Department of Radiology and Biomedical Imaging, Yale School of Medicine, New Haven, CT, United States of America; Department of Radiology and Biomedical Imaging, University of California, San Francisco, CA, United States of America.
Department of Radiology and Biomedical Imaging, University of California, San Francisco, CA, United States of America.
Neuroimage Clin. 2019;23:101831. doi: 10.1016/j.nicl.2019.101831. Epub 2019 Apr 24.

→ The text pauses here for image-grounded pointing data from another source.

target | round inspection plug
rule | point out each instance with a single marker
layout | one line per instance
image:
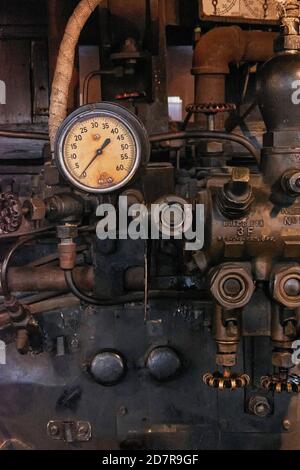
(292, 287)
(108, 367)
(163, 363)
(232, 287)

The "sensory processing disorder" (SPD) refers to brain's inability to organize sensory input for appropriate use. In this study, we determined the diffusion tensor imaging (DTI) microstructural and connectivity correlates of SPD, and apply machine learning algorithms for identification of children with SPD based on DTI/tractography metrics. A total of 44 children with SPD and 41 typically developing children (TDC) were prospectively recruited and scanned. In addition to fractional anisotropy (FA), mean diffusivity (MD), and radial diffusivity (RD), we applied probabilistic tractography to generate edge density (ED) and track density (TD) from DTI maps. For identification of children with SPD, accurate classification rates from a combination of DTI microstructural (FA, MD, AD, and RD), connectivity (TD) and connectomic (ED) metrics with different machine learning algorithms - including naïve Bayes, random forest, support vector machine, and neural networks - were determined. In voxel-wise analysis, children with SPD had lower FA, ED, and TD but higher MD and RD compared to TDC - predominantly in posterior white matter tracts including posterior corona radiata, posterior thalamic radiation, and posterior body and splenium of corpus callosum. In stepwise penalized logistic regression, the only independent variable distinguishing children with SPD from TDC was the average TD in the splenium (p < 0.001). Among different combinations of machine learning algorithms and DTI/connectivity metrics, random forest models using tract-based TD yielded the highest accuracy in classification of SPD - 77.5% accuracy, 73.8% sensitivity, and 81.6% specificity. Our findings demonstrate impaired microstructural and connectivity/connectomic integrity in children with SPD, predominantly in posterior white matter tracts, and with reduced TD of the splenium of corpus callosum as the most distinctive pattern. Applying machine learning algorithms, these connectivity metrics can be used to devise novel imaging biomarkers for neurodevelopmental disorders.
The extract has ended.